RECOMMENDATION ENGINES - ABSTRACT
Recommendation Engines (RE) are software tools and techniques providing item suggestions to a user. The massive growth and variety of information can often overwhelm, leading to poor decisions. While choice is good, more choice is not always better. REs have proved in recent years to be a valuable means for coping with the information overload problem.
In their simplest form, personalized recommendations are offered as ranked lists of items. In performing this ranking, REs try to predict what are the most suitable products or services for a user, based on their preferences and constraints. In order to complete this computational task, REs collect preferences from users, which are either explicitly expressed (e.g., as ratings for products) or are inferred by interpreting user actions. For instance, a RE may consider the navigation to a particular product page as an implicit sign of preference for the items shown on that page.
Amazon's RE for example relies on a basic formula (collaborative filtering) that suggests products to you based on your viewing history, your purchase history and which related products other customers bought.
Tom Rampley is a data scientist with a background in finance and psychology. He received his MBA from Indiana University’s Kelley School of Business in 2012, with concentrations in finance and business analytics. Since graduation, he has been working within the Viewer Measurement group at Dish Network LLC on customer segmentation models, the development of recommendation engines, and the implementation of big data IT platforms. He prefers R to SAS, Python to any other scripting language, and while trained as a frequentist currently considers himself Bayes-curious. Outside of work he is married with no kids (yet), a lifelong martial artist, and endlessly nostalgic for the days when he played lead guitar in his grad school rock band. This is his first Data Science meetup presentation.
ACCUMULO - SQRRL NOSQL DATABASE - ABSTRACT
Apache Accumulo is an open-source highly secure NoSQL database created in 2008 by the National Security Agency. It easily integrates with Hadoop, can securely handle massive amounts of structured and unstructured data - at scale cost-effectively - and enables users to move beyond traditional batch processing and conduct a wide variety of real-time analyses. Accumulo is a sorted, distributed key/value store based on Google's BigTable design. It is a system built on top of Hadoop, ZooKeeper and Thrift. Written in Java, Accumulo has cell-level access labels and a server-side programming mechanisms.
Accumulo offers "Cell-Level Security" - extending the BigTable data model, adding a new element to the key called "Column Visibility". This element stores a logical combination of security labels that must be satisfied at query time in order for the key and value to be returned as part of a user request. This allows data of varying security requirements to be stored in the same table, and allows users to see only those keys and values for which they are authorized.
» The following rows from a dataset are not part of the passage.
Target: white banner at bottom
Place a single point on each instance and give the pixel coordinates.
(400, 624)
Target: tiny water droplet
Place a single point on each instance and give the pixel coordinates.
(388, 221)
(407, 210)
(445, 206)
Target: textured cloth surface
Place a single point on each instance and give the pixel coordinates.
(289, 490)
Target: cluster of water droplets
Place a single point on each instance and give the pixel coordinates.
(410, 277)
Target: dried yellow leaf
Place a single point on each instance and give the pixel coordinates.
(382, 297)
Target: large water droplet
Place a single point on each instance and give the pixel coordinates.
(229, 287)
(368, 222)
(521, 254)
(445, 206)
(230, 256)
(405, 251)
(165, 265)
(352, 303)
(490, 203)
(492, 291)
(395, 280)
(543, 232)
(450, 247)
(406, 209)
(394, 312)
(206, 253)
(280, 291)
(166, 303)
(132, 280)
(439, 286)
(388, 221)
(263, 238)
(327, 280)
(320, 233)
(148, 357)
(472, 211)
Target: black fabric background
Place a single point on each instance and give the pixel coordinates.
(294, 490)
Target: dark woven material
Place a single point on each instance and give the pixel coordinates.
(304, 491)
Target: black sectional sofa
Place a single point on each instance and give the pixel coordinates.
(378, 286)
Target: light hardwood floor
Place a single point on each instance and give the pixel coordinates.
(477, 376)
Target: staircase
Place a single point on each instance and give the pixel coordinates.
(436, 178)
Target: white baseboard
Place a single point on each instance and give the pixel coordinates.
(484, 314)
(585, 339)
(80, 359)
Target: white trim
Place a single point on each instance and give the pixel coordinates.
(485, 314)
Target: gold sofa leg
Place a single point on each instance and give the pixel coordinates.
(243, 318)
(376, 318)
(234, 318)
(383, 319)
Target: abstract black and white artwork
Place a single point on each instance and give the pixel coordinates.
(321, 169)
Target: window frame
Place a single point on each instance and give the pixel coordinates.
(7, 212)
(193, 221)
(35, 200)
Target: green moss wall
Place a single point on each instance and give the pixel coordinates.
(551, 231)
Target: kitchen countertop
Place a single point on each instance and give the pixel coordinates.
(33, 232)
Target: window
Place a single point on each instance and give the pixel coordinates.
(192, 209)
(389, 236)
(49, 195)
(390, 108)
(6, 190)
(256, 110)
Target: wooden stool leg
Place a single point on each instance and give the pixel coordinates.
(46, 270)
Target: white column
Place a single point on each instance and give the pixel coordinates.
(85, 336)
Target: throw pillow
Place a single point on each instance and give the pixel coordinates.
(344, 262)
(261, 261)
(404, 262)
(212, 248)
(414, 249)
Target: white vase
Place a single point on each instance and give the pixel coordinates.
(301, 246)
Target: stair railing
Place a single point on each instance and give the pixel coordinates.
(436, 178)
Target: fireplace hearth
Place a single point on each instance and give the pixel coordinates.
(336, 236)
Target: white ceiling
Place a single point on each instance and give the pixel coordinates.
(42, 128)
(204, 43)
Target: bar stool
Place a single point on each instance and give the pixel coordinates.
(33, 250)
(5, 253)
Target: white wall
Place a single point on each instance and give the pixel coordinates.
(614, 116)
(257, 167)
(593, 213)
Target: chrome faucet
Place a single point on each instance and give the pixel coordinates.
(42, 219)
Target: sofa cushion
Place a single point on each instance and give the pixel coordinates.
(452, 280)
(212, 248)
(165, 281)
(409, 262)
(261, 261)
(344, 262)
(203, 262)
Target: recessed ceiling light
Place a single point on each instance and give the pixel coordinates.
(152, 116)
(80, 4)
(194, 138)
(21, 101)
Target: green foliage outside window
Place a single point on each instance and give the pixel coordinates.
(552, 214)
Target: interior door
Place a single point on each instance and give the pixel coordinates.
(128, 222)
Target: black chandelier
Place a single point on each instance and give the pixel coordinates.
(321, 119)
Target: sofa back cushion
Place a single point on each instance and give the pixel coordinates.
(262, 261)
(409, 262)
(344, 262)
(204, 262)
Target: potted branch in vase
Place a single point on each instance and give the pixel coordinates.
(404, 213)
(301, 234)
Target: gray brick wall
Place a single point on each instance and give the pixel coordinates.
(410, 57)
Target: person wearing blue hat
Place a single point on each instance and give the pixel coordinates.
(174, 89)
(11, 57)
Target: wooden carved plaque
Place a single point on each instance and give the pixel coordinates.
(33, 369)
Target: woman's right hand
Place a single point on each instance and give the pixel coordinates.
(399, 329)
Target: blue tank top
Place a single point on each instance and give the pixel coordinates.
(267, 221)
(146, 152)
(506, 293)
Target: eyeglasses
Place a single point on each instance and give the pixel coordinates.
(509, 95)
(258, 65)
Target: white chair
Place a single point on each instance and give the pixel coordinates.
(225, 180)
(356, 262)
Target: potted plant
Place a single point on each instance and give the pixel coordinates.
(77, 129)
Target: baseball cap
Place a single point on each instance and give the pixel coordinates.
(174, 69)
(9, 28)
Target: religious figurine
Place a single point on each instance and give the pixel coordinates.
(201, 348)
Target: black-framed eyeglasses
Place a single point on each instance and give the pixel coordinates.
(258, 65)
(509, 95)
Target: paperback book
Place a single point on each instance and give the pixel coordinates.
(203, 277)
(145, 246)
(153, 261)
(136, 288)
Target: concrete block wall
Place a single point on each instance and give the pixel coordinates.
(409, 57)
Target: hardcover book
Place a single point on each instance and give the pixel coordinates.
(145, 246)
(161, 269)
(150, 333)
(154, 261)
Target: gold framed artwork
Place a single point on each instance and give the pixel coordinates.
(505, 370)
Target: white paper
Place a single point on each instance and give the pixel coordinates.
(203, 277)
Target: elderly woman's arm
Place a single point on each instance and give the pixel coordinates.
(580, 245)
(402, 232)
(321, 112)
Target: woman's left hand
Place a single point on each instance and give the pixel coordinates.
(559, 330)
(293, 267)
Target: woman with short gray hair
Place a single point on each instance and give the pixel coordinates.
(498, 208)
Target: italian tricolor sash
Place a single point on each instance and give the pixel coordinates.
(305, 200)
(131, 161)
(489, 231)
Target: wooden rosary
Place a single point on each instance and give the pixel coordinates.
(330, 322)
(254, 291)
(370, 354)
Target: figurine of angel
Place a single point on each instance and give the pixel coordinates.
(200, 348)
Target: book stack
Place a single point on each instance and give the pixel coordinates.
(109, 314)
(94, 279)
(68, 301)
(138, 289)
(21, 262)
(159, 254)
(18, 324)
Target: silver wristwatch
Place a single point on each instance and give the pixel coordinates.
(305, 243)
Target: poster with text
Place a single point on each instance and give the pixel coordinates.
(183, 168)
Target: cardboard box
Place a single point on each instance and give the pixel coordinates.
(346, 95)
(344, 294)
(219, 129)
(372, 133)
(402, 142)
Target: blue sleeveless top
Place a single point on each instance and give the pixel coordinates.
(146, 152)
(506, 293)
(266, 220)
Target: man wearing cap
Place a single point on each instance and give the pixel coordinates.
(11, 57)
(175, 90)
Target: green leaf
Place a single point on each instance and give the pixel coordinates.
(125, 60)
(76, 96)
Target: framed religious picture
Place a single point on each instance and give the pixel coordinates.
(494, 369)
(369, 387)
Sqrrl Enterprise, developed by Sqrrl Data, is the operational data store for large amounts of structured and unstructured data. It is the only NoSQL solution that scales elastically to tens of petabytes of data and that has fine-grained security controls. Sqrrl Enterprise enables development of real-time applications on top of BigData. Sqrrl uses HDFS for storage; Accumulo for security/speed of access; Thrift API for interactivity; and works with map/reduce, visualizations, third party software, and existing schema explored databases.
This presentation reviews Accumulo and Sqrrl Enterprise.
John Dougherty is CIO for Viriton, a consulting and systems integration organization. He is the organizer for Big Data for Business, helping to apply Big Data concepts to C-suite perspectives. He began utilizing applied strategies, using technology, in the early nineties, and has continued to incorporate blue blood technologies in forward thinking solutions.